Earth Sciences New Zealand land and water scientist Andrew Hughes, of Hamilton, was part of a team who collected data at the inflow and outflow of stormwater at the bund.
The results on how much sediment the bund trapped would be presented at the end of next month, Dr Hughes said.
Provisional results show about 80% of sediment was being trapped by the bund including about 70% of phosphorus and 60% of nitrogen.
‘‘These bunds are very effective.’’

National bund project manager and geologist John Paterson, who was born and raised in East Chatton near Gore and now farms deer and sheep in Rotorua, said the provisional results looked very promising.
The size of a catchment dictates the required size of a detainment ponding area.
An effective pond stores at least 120cu m of stormwater per hectare of catchment.
‘‘That’s really important.
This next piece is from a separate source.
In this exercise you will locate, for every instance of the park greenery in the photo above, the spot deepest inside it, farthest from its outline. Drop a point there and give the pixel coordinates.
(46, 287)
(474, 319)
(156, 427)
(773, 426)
Farmers can go out and dig a hole and say they’ve made a sediment trap but so often they’re grossly inadequate.’’
To find the best site to install a bund required geographic information systems mapping.

He praised Al Body for being a role model, as it might encourage more farmers and catchment groups to follow his example.
Practice change in agriculture could take up to 20 years, he said.
He believed government agencies should be providing assistance to encourage farmers to install bunds.
‘‘There’s a value to the community if everybody does this.’’
Another benefit of bunds being installed in the right places, was the potential for reducing peak storm flows.
‘‘If farmers do enough of these detainment bunds structures across their landscapes then effectively they’re restoring the hydrology back to what it was before development.’’
Detainment ponds could hold the peak of the storm, a task once done by native vegetation cover.
Mr Body and his wife Julia volunteered to install the bund on their family farm in early 2023.
The provisional results were encouraging, Mr Body said.
He was ‘‘100% keen’’ to build more bunds but would wait for their farm to be mapped to find the most effective place and scale for the bund.
‘‘You really need to be storing enough water, otherwise the exercise is a bit pointless. If you’re not trapping enough, then you’re wasting your time.’’
As his first bund was a trial site, it was ‘‘a big, Rolls-Royce type structure’’.
Once he had the mapping data, he expected bunds on smaller catchments on his farm could be created for up to $3000 and be as effective as the trial site.